Embalagens Plásticas consolidam posição no mercado

Plásticos sentem efeitos da crise, mas consolidam posição contra sucedâneos

Sabem todos os ramos da indústria brasileira que também 2016 será um ano bastante difícil, no qual cada novo negócio será comemorado quase como um feito heroico.  A situação não será diferente na indústria de embalagens, seja ela analisada em seu todo, seja em segmentos específicos, inclusive aquele composto pelas embalagens plásticas flexíveis, elaboradas com poliolefinas: em qualquer caso, há previsão de novas quedas no decorrer deste ano.

Tabela 1 - Resultado da indústria brasileira de embalagens - perspectivas do setor - Volume - Produção

Ao menos por enquanto, tais previsões se mostram menos sombrias, quando confrontadas com os resultados obtidos em 2015.

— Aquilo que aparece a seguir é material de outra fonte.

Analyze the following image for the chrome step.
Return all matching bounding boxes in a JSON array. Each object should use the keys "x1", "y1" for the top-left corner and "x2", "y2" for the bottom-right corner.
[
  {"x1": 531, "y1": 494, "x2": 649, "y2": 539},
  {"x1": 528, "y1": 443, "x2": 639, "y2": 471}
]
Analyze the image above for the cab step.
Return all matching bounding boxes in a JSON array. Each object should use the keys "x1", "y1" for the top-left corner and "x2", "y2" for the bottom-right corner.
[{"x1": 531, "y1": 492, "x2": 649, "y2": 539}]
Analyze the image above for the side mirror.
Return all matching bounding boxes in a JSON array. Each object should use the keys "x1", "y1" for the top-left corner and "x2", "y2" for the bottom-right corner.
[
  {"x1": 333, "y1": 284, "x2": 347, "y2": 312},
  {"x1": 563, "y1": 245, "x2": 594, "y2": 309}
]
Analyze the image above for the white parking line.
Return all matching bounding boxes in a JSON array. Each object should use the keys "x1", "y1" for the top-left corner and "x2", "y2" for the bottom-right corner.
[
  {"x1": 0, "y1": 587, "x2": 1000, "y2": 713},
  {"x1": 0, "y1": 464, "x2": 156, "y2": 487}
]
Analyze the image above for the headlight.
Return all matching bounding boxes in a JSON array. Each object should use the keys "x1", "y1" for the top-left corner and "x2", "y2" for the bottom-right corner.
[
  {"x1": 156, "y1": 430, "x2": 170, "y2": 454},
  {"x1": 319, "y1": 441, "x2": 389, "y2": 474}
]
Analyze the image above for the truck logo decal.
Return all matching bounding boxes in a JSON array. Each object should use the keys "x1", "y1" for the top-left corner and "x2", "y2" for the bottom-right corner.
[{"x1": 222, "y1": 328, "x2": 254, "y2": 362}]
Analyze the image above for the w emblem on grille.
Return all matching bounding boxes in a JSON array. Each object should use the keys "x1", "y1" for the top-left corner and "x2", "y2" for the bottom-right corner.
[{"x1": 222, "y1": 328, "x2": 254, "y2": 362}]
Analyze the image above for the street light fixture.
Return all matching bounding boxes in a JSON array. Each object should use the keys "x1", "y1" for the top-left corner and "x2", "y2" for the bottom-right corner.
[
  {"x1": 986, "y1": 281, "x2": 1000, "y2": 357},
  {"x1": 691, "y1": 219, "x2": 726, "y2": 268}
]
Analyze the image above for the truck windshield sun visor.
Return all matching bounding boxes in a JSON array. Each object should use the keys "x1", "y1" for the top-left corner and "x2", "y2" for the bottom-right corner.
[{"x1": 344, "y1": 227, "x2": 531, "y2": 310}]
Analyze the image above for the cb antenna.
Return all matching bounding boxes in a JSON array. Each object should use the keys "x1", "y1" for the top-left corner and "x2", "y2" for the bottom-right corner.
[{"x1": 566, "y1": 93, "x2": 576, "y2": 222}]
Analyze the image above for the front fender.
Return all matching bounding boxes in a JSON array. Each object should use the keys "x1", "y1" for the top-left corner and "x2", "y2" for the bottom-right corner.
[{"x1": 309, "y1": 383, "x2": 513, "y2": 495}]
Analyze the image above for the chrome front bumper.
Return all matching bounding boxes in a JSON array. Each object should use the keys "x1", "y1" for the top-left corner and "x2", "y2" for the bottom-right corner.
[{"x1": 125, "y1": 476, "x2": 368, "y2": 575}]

Mas é importante lembrar: a atual crise econômica e institucional do país pode rapidamente desmentir qualquer estimativa, e substituí-la por outra, talvez melhor, mas também pior.

Isso ocorreu em 2015, quando a Abre (Associação Brasileira de Embalagem) estimou, em fevereiro, a redução de 0,5% na produção física de embalagens no Brasil (relativamente a 2014).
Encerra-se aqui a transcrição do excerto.